Japan is preparing long-term responses to Chinese provocations that challenge its administrative control of the Senkaku Islands.
Chinese planes and ships have been constantly present around the isles, known as Diaoyu in China, since Japan bought three of the five islands on Sept. 11. The purchase brought its total to four.
Some Chinese ships and planes have entered Japan’s airspace and waters, showing the increasing pressure China is putting on Japan to recognize that a territorial dispute over the islands exists. Tokyo has refused to admit this for decades.
Japan spotted one or more Chinese ships in its territorial waters around the islands or surrounding contiguous zone on 92 days last year, over eight times the previous year’s level, according to the Japan Coast Guard’s 11th regional headquarters in Naha, Okinawa Prefecture.
In recent days, a flotilla of four vessels led by a large 3,000-ton-class ship has been spotted.
Between the mornings of Jan. 7 and Jan. 8, four such ships were spotted loitering in Japanese waters for as long as 13 hours.
Seeing the need for long-term surveillance, the Japan Coast Guard plans to form a special patrol unit for the Senkakus comprising 12 ships. The unit won’t be established until April 2015, at the earliest, and outlays for six of the ships will be sought from the fiscal 2012 extra budget.
The Haijian 83 attracted particular attention from Japanese and U.S. officials when it entered Japanese waters on Dec. 31.
The 3,000-ton-class vessel was one of the Chinese government ships in the South China Sea in 2009 when Chinese trawlers believed to be carrying paramilitaries obstructed the operations of a U.S. Navy acoustic research vessel. At the time, the Haijian 83 was thought to have been monitoring and trying to put coercive pressure on the U.S. ship.
“We cannot rule out the possibility that China may use paramilitaries and trawlers to block the operations of Japan Coast Guard ships,” a Japanese official said.
On Jan. 5, China’s State Oceanic Administration sent a Y-12 propeller plane into the air defense ID zone near the Senkakus, causing Japan to scramble fighter jets.
It was the sixth time fighters have been scrambled since Japan’s airspace was first breached by a Chinese plane on Dec. 13.
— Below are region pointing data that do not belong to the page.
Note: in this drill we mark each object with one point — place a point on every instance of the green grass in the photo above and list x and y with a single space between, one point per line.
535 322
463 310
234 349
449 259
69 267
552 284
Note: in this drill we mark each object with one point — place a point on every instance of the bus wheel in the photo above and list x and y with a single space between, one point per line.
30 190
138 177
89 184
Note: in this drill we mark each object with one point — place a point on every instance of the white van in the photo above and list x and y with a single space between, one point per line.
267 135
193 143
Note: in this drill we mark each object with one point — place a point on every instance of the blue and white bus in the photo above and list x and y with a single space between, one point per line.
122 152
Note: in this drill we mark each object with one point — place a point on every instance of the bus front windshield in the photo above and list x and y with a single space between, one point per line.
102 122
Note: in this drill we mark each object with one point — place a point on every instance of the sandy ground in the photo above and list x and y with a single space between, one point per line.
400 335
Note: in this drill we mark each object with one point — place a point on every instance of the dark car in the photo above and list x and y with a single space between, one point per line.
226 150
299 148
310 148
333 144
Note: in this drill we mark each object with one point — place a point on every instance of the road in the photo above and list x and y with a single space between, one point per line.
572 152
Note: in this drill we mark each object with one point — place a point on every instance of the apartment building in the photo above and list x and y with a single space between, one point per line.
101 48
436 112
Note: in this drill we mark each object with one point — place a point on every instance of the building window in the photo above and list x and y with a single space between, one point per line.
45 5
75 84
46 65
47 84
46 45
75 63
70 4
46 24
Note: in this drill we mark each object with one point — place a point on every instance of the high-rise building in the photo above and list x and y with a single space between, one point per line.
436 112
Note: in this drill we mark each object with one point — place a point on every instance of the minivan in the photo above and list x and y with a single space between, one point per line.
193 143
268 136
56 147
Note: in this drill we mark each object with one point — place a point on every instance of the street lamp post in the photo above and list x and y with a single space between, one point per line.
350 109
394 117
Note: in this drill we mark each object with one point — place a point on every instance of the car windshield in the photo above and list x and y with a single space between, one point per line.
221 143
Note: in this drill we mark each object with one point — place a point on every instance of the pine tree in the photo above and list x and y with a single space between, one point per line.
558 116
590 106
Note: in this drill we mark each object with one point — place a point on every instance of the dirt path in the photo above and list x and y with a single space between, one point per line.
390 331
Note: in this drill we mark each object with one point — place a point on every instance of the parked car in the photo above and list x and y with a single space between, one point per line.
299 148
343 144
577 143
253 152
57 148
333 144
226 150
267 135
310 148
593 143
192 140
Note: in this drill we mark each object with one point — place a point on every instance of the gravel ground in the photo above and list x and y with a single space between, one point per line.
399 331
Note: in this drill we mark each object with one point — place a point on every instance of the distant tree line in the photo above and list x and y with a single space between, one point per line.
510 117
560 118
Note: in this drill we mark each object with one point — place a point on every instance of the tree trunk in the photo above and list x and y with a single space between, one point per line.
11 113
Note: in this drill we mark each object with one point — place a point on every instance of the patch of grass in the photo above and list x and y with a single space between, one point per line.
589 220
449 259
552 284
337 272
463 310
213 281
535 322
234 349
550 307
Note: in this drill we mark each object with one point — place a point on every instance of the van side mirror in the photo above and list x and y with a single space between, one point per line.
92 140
“There is a strong danger of accidental contact developing into a contingency situation,” a senior Japanese official warned.
The Chinese coast is 330 km from Uotsuri, the largest of the five Senkaku islets, a distance that China’s Jian-10 fighter jets are reportedly capable of covering in about 10 minutes.
In a recent editorial, the Global Times, the English-language version of a daily affiliated with the People’s Daily, warned that a confrontation between Chinese and Japanese jets will happen if Japan keeps blocking patrols by Chinese planes.
The Defense Ministry is considering procuring Global Hawk surveillance planes for deployment to the East China Sea because a key radar facility on Miyako Island in Okinawa Prefecture cannot detect Chinese aircraft flying at very low altitudes.